Depuis les nombreux dégâts causés par l’utilisation abusive du chlordécone dans nos bananeraies, et les conséquences incalculables sur notre santé et notre environnement, l’usage des traitements chimiques aériens sont totalement interdits. Il en est de même de certaines molécules chimiques qui auraient pu très bien contribuer à l’éradication de la cercosporiose.
Aujourd’hui on peut affirmer que la profession se trouve véritablement confrontée à un tournant de son développement. On pourrait dire qu’à chaque fois qu’elle franchit trop rapidement certains paliers liés à sa modernisation, d’autres évenements l’obligent à revenir à une activité plus tournée vers la tradition. Certes, cela nécessite une main d’oeuvre plus abondante, des outils et des matériels adaptés, bien sûr avec tous les frais supplémentaires et les autres charges qui en découlent.

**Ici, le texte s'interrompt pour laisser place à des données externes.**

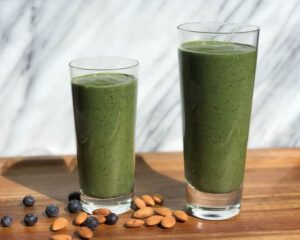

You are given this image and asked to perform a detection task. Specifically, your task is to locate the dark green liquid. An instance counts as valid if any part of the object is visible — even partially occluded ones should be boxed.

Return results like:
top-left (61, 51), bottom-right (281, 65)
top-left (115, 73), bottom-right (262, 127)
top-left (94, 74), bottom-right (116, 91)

top-left (72, 73), bottom-right (137, 198)
top-left (179, 41), bottom-right (257, 193)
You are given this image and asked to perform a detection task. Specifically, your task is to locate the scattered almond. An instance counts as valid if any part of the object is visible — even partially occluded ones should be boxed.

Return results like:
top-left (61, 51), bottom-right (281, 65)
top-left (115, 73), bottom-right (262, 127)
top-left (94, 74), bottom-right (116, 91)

top-left (93, 208), bottom-right (111, 217)
top-left (142, 195), bottom-right (155, 206)
top-left (152, 194), bottom-right (164, 204)
top-left (95, 214), bottom-right (106, 223)
top-left (173, 210), bottom-right (188, 222)
top-left (125, 219), bottom-right (144, 228)
top-left (146, 215), bottom-right (163, 226)
top-left (51, 217), bottom-right (69, 231)
top-left (50, 234), bottom-right (72, 240)
top-left (133, 207), bottom-right (154, 218)
top-left (74, 212), bottom-right (88, 225)
top-left (160, 216), bottom-right (176, 228)
top-left (154, 207), bottom-right (173, 217)
top-left (76, 227), bottom-right (93, 239)
top-left (133, 197), bottom-right (146, 208)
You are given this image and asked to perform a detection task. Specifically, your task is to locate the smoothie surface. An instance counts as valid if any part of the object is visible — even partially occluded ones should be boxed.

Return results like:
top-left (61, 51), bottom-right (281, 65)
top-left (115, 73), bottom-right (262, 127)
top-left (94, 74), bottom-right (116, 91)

C’est là, un deuxième aspect de la situation parmi d’autres qui fait monter au créneau les défenseurs de la profession. Ces derniers estiment ne plus pouvoir faire face aux nombreuses dépenses qu’exigent aujourd’hui la production d’une tonne de banane. Situation qui affecte tout particulièrement les petits planteurs. Aussi, ils entendent faire feux de tous bois de manière à ce qu’au niveau de la préfecture, de la Région et des différents ministères leurs doléances soient entendues. Malgré les nombreux avantages liés au POSEI (Programme d’option spécifique à l’éloignement et à l’insularité) d’un montant de 129 millions à partager avec la Martinique, une revalorisation s’impose aujourd’hui car fixée en 2007, elle n’a pas bougé depuis.
Pour permettre à la profession de retrouver une certaine embellie, tout en espérant que d’ici là on sera épargné de tout cyclone ou autres coups de vent dévastateurs, des réflexions sont portées sur des leviers à actionner dans le cadre de la transition écologique en mettant également à profit les fonds européens qui existent à la disposition de la profession.
D’autre part face à la concurrence des bananes étrangères en plus de cette crise qui perdure, un plan de transition est proposé par la profession mais là encore il faut avoir l’aval de la France et de l’Europe dixit monsieur Lignières. Les faits sont têtus, vivement que le combat pour un statut d’autonomie de la Guadeloupe soit mené de pair pour contourner toutes ces tracasseries administratives et politiques pour sauver la banane de Guadeloupe.